We began taking the black soldier out of the cellar frequently, for walks along the c
obblestone road. The adults said nothing. When they encountered the black soldier surrounded by us children they merely looked away and circled around him, just as they stepped into the grass to avoid the bull from the headman’s house when it came along the road.
Even when the children were all being kept busy working at home and could not visit the black soldier in his underground quarters, no one, adults or children, was surprised to see him napping in the shade of a tree in the square or walking slowly back and forth along the road. Like the hunting dogs and the children and the trees, the black soldier was becoming a component of village life.
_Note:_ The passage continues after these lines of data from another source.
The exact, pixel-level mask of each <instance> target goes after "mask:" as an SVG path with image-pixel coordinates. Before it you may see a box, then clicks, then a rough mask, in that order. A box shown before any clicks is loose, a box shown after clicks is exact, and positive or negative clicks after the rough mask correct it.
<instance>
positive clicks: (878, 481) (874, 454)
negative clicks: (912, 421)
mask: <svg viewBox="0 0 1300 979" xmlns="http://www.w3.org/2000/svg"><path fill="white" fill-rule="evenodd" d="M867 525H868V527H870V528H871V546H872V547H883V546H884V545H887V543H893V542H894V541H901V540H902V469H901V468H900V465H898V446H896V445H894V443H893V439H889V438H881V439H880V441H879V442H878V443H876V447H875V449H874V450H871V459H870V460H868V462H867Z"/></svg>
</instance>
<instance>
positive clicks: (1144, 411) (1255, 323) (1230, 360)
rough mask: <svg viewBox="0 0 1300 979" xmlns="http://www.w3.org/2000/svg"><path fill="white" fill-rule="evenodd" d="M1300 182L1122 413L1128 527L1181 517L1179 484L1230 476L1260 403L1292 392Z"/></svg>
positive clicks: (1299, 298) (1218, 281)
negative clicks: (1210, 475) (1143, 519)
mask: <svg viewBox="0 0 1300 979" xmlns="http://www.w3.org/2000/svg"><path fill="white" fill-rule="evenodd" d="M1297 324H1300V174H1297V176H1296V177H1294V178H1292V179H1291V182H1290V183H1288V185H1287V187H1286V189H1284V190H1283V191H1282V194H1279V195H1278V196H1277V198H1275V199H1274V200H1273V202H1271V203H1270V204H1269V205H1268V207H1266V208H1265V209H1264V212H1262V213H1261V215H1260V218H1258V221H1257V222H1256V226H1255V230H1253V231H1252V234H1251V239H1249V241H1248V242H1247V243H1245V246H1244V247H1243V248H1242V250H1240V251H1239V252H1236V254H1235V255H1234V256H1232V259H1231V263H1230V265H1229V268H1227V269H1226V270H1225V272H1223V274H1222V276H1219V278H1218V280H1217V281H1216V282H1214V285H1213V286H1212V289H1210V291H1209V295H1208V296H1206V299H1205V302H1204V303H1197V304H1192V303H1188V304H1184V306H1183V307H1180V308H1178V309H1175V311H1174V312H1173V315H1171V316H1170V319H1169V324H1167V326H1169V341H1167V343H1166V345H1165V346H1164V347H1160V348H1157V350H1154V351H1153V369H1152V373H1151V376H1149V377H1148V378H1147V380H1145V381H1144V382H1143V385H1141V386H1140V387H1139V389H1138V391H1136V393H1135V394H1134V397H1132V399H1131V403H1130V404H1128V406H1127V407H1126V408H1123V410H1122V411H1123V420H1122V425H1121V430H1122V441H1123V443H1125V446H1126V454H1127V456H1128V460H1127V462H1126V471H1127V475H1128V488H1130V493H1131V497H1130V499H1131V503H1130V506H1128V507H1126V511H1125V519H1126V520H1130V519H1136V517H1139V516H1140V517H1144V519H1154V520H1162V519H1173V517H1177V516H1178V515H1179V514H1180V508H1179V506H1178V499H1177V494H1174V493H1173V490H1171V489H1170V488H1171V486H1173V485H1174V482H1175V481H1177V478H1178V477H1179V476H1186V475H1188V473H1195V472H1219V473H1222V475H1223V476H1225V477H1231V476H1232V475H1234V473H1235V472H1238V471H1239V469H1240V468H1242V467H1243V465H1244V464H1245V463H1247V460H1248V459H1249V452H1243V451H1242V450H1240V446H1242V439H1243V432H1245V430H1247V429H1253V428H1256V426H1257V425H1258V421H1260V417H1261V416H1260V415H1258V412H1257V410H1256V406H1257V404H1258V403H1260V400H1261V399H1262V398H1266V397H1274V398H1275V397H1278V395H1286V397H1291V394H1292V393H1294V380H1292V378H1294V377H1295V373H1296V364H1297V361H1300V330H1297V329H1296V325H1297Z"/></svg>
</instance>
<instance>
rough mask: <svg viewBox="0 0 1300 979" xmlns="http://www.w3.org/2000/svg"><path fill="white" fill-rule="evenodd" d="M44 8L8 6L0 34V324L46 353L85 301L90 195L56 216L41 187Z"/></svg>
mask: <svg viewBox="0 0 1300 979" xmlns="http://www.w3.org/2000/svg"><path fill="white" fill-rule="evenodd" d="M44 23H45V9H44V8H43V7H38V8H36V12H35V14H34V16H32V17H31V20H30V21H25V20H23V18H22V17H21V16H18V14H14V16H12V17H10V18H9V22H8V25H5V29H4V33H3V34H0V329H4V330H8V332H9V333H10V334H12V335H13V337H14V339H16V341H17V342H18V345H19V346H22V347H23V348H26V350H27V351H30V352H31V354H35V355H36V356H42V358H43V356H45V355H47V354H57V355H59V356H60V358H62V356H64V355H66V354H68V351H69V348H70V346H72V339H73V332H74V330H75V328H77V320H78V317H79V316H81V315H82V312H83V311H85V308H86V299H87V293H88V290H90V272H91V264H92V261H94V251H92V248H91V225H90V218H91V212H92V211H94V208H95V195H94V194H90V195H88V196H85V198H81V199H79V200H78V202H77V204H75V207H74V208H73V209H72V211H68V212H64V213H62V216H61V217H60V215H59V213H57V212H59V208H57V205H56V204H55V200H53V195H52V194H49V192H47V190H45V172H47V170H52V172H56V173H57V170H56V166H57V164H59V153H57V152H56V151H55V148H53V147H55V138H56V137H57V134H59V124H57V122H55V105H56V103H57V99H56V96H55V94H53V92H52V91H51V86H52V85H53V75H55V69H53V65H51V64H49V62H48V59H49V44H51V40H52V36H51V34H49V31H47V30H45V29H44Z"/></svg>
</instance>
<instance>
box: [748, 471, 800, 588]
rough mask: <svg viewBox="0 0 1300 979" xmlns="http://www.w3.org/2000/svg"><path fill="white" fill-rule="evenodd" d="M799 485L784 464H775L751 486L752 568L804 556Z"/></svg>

On days when at dawn my father returned carrying at his side a long, narrow trap made of hammered wooden slats and a fat weasel with an unbelievably long body thrashing around inside it, my brother and I had to spend the whole morning on the dirt floor of the storehouse, helping with the skinning. On those days we hoped from the bottom of our hearts that the black soldier would come to watch us work. When he did appear we would kneel on either side of my father as he grasped the bloodstained skinning knife with bits of fat stuck to the handle, and, scarcely breathing, would wish the rebellious, nimble weasel a complete and proper death and a deft skinning, for our guest’s sake. A last instant of revenge in its final throes, as the weasel’s neck was wrung it farted a horrible, terrific smell, and when the skin was laid back with a soft tearing noise at the dully gleaming tip of my father’s knife there remained only muscle with a pearly luster encasing a small body so exposed it was lewd. My brother and I, careful not to let the guts spill out, carried the body to the communal compost heap to throw it away, and when we returned, wiping our soiled fingers on broad leaves, the weasel skin was already turned inside out and being nailed to a plank, fat membranes and thin capillaries glistening in the sun. The black soldier, producing what sounded like birdcalls through his pursed lips, was peering at the folds of the skin being cleaned of fat between my father’s thick fingers so it would dry more easily. And when the fur had dried as stiff as claws’ on the plank and was criss-crossed with stains the color of blood like railroad lines across a map and the black soldier saw and admired it, how proud we were of my father’s “technique.” There were times when even my father, as he blew water on the fur, turned to the black soldier with friendly eyes. At such times my brother and the black soldier and my father and I were united, as if in a single family, around my father’s weasel-curing technique.